No, GIL is using reStructuredText and Sphinx, but if I was migrating today, I'd go for AsciiDoc, I think.
Can you shortly elaborate? I am asking for ublas.
If you're interested, we've converted a few Boost library documentation from HTML to Asciidoc. [...] The asciidoctor tool is also fairly easy to run for users to generate this documentation themselves, compared to Quickbook+Boostbook. I'm told it is simpler and easier to run than Sphinx too.
Thank you Glen.
Cem, my first issue with Sphinx is reST which, and Quickbook too, I find not as friendly for a human reader as I do find AsciiDoc. I like Markdown and AsciiDoc feels more like it and offers semantic features that I'm missing from Markdown. I also find Python legacies in Sphinx a bit itching - originally developed for Python, ported to other domains, while AsciiDoc and its tools feel domain-agnostic.

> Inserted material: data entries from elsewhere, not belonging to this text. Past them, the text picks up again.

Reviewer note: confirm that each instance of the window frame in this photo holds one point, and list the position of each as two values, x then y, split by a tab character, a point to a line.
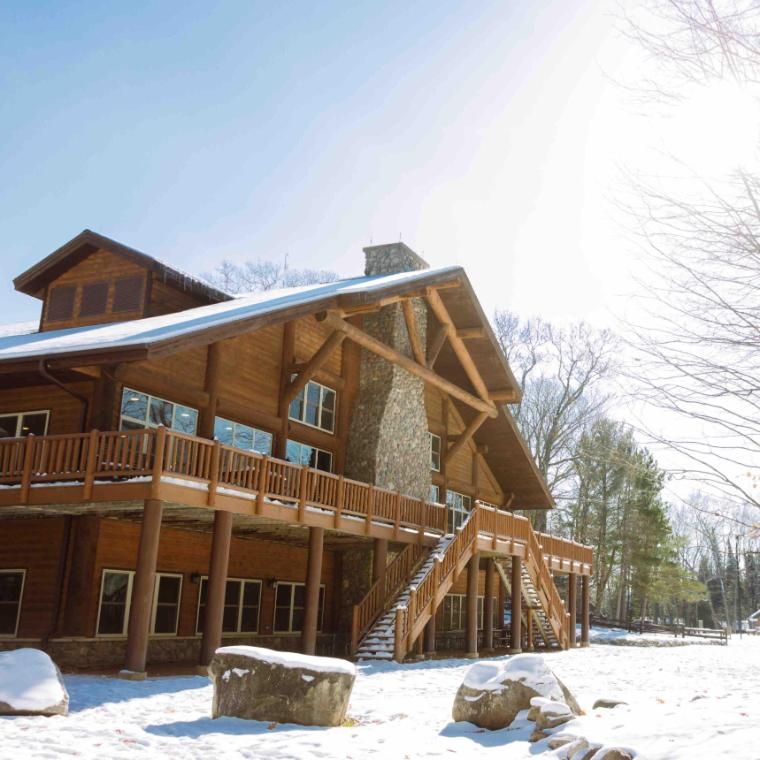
453	509
147	425
154	605
20	416
303	396
241	594
127	603
255	430
315	448
15	571
294	585
434	436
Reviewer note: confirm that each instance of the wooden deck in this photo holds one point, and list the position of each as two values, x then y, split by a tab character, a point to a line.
92	471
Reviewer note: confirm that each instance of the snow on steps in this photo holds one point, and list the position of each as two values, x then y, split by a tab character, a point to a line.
379	642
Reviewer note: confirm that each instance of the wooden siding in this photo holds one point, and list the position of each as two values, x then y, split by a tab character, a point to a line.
99	267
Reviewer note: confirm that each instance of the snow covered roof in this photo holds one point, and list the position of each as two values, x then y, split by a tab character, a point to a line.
242	312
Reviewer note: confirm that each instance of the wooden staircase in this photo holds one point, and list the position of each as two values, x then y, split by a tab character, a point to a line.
388	621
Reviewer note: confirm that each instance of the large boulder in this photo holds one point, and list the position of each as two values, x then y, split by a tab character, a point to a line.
280	687
31	684
493	692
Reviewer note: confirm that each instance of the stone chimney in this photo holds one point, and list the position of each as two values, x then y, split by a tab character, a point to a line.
392	258
388	442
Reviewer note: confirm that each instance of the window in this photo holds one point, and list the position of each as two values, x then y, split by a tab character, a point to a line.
459	507
166	597
242	436
289	604
302	453
127	294
115	597
242	601
140	410
435	452
315	406
61	302
11	591
23	423
94	299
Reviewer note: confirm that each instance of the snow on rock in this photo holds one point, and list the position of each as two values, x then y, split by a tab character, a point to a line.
280	687
31	684
493	692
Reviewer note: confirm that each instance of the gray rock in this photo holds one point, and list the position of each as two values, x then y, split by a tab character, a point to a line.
31	684
493	692
608	703
280	687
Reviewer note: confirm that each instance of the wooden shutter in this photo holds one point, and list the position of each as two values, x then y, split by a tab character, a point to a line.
94	299
128	294
61	302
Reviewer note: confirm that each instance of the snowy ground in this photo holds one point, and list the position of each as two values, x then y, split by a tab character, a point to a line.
694	702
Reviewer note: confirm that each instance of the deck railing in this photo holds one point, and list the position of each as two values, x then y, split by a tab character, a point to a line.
167	454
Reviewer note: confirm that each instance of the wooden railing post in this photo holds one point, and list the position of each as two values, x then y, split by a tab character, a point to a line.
398	644
263	483
214	479
89	470
158	462
26	475
302	492
339	500
355	629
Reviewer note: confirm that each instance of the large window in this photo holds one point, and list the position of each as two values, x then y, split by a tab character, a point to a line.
289	606
242	601
242	436
459	505
141	410
315	406
302	453
115	597
11	591
435	452
167	593
22	424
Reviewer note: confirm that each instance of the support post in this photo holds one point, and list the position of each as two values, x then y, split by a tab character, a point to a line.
430	636
572	604
311	592
516	642
217	585
379	563
488	607
142	592
473	569
585	600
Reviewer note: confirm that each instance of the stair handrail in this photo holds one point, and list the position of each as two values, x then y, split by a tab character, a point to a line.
383	591
424	593
556	613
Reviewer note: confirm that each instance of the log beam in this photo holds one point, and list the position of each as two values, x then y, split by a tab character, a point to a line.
411	366
464	439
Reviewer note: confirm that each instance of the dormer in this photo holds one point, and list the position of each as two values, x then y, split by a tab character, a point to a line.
94	280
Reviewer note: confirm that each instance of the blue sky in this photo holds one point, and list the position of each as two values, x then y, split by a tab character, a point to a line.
202	131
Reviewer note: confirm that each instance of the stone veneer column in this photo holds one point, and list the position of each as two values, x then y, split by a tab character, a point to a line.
388	443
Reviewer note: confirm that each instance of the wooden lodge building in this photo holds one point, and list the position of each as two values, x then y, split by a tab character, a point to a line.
329	468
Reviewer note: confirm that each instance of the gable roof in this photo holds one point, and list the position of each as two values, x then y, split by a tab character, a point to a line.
134	340
33	280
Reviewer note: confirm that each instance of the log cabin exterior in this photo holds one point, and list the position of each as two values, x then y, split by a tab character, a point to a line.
328	469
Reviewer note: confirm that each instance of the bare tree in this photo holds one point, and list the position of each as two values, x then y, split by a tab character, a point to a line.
562	373
256	276
698	335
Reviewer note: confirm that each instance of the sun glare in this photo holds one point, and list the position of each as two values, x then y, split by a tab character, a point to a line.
716	130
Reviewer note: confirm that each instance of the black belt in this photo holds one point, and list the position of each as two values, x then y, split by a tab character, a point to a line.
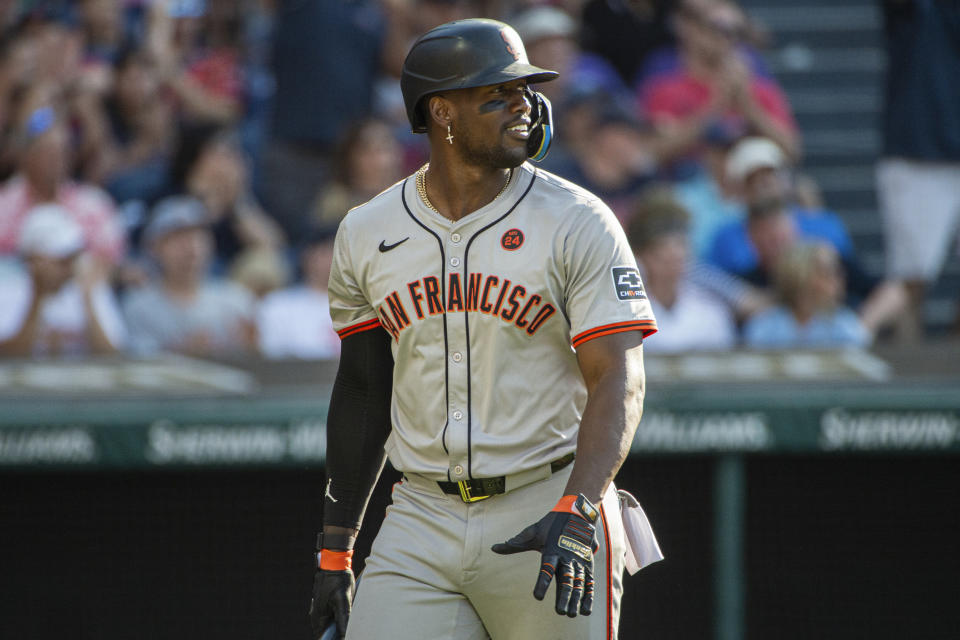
481	488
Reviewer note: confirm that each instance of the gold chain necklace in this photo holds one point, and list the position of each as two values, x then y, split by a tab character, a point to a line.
421	181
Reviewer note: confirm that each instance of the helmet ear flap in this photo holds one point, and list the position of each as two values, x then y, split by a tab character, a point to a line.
541	129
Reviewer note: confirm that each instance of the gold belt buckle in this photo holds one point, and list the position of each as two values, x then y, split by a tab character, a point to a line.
464	487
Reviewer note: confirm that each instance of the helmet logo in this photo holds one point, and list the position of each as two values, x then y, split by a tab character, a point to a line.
512	239
514	44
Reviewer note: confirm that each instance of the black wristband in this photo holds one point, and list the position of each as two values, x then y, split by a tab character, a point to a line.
335	541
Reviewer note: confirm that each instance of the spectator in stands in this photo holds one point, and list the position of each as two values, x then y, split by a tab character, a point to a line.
199	59
102	23
774	231
131	156
56	301
320	90
549	36
811	314
617	163
625	32
918	176
184	309
366	162
295	322
712	79
41	146
690	317
211	166
706	196
757	172
260	271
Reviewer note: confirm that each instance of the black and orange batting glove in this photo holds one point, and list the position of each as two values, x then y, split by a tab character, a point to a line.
567	539
333	586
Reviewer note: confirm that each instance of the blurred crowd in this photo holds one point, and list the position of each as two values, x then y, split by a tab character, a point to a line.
172	172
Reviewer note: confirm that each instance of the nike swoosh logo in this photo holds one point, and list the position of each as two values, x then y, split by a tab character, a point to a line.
384	247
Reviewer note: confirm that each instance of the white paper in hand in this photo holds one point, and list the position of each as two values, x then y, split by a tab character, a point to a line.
642	546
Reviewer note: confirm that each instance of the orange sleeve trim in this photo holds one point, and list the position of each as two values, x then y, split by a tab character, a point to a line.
336	560
566	504
648	327
357	328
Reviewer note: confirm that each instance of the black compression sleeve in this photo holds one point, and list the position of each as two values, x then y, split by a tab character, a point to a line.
358	424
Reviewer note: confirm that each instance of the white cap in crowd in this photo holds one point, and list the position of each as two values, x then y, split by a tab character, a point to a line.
50	231
751	154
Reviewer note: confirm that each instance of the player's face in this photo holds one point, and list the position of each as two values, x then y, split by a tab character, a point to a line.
492	124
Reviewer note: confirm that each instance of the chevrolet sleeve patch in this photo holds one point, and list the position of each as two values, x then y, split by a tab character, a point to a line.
626	281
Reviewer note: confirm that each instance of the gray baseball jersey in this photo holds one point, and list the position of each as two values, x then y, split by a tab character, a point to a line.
485	315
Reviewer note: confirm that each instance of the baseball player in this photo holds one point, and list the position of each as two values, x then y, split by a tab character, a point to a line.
492	320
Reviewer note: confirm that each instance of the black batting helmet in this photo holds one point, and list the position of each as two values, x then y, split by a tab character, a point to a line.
459	55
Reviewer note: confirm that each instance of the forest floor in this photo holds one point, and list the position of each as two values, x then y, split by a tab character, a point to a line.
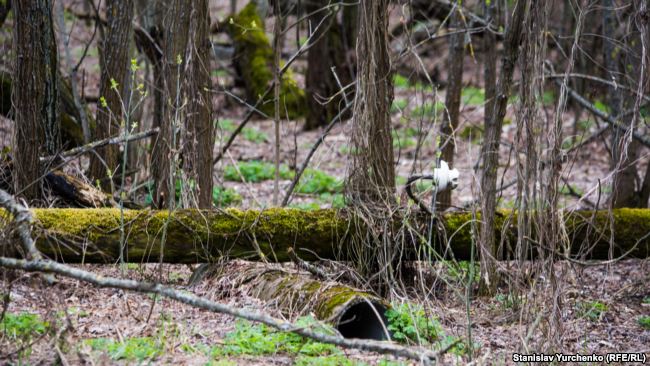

OTOH, some argue Sphinx is more capable than AsciiDoctor here I found a good summary, may be outdated though https://github.com/neovim/neovim/issues/329#issuecomment-56082074
There are some interesting tools for AsciiDoc format, e.g. http://antora.org/
Finally, as Glen explained, some Boost libraries selected AsciiDoc, so it makes sense to me to follow the crowd to be able to share knowledge and any tools and infrastructure that appears in future.